Sachez qu’aussitôt après vous avoir quittée, sur le radeau que je m’étais construit, j’ai fait naufrage, et que, sauvé à grand’peine par Leucothée, je suis arrivé chez les Phéaciens, qui m’ont reconduit dans ma patrie, où j’ai trouvé ma femme entourée d’une foule de prétendants qui mangeaient mon bien. Je les ai tués tous, et j’ai fini par périr moi-même de la main de Télégone, ce fils que j’ai eu de Circé. Je suis à présent dans l’île des Bienheureux, me repentant fort d’avoir quitté la vie que je menais près de vous, et l’immortalité que vous m’aviez offerte.

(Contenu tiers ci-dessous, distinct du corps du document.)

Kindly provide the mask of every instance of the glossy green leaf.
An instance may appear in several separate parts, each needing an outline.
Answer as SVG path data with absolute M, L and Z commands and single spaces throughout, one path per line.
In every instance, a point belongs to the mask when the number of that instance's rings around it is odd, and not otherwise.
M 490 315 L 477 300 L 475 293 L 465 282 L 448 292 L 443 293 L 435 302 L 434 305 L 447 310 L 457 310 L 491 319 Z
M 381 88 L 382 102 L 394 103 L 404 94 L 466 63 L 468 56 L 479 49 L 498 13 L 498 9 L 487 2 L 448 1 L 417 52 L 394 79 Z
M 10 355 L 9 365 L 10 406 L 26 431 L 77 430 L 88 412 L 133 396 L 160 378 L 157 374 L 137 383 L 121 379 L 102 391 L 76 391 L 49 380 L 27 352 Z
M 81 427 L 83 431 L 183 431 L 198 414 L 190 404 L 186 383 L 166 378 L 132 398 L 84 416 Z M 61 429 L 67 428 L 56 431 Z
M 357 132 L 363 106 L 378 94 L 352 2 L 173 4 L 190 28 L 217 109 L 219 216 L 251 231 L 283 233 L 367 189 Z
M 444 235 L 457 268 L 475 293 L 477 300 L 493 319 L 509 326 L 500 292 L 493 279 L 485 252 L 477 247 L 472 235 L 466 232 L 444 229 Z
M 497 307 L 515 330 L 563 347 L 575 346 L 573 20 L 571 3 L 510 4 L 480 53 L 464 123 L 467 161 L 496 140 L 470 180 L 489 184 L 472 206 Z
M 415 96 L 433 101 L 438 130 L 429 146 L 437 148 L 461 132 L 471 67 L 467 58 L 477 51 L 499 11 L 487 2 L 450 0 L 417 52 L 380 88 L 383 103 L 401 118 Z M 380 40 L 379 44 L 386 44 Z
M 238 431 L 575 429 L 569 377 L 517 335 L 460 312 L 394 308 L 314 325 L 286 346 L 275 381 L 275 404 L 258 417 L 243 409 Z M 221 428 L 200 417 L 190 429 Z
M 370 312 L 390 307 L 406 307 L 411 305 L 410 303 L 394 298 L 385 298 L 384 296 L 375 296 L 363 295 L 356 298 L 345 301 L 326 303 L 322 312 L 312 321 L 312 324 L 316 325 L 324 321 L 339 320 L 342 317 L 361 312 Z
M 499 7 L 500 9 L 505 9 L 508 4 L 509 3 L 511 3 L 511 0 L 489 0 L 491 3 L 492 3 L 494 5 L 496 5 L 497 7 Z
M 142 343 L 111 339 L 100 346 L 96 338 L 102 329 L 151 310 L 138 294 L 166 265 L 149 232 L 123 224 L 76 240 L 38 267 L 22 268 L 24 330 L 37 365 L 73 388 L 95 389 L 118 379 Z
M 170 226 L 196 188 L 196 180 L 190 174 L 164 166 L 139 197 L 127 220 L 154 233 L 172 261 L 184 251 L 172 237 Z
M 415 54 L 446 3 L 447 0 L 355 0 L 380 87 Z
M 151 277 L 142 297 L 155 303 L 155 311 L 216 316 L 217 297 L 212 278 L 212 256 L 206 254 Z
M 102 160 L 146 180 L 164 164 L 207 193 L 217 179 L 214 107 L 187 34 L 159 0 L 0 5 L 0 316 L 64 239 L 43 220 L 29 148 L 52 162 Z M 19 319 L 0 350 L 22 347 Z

À la première occasion, je m’échapperai et j’irai vous retrouver ».

Tel était le contenu de cette lettre, avec quelques recommandations pour nous.

36. En m’avançant à peu de distance de la mer, je trouvai cette grotte dont parle Homère, et Calypso elle-même occupée à filer de la laine. Elle prend la lettre, se met à la lire et fond en larmes : après quoi, elle nous offre l’hospitalité et nous traite avec magnificence. En même temps elle nous accable de questions sur Ulysse et sur Pénélope, si cette femme était aussi belle et aussi sage qu’Ulysse l’avait vantée auprès d’elle. À toutes ces demandes nous répondons du mieux qu’il nous est possible pour lui être agréables ; puis, le soir venu, nous allons dormir près du rivage.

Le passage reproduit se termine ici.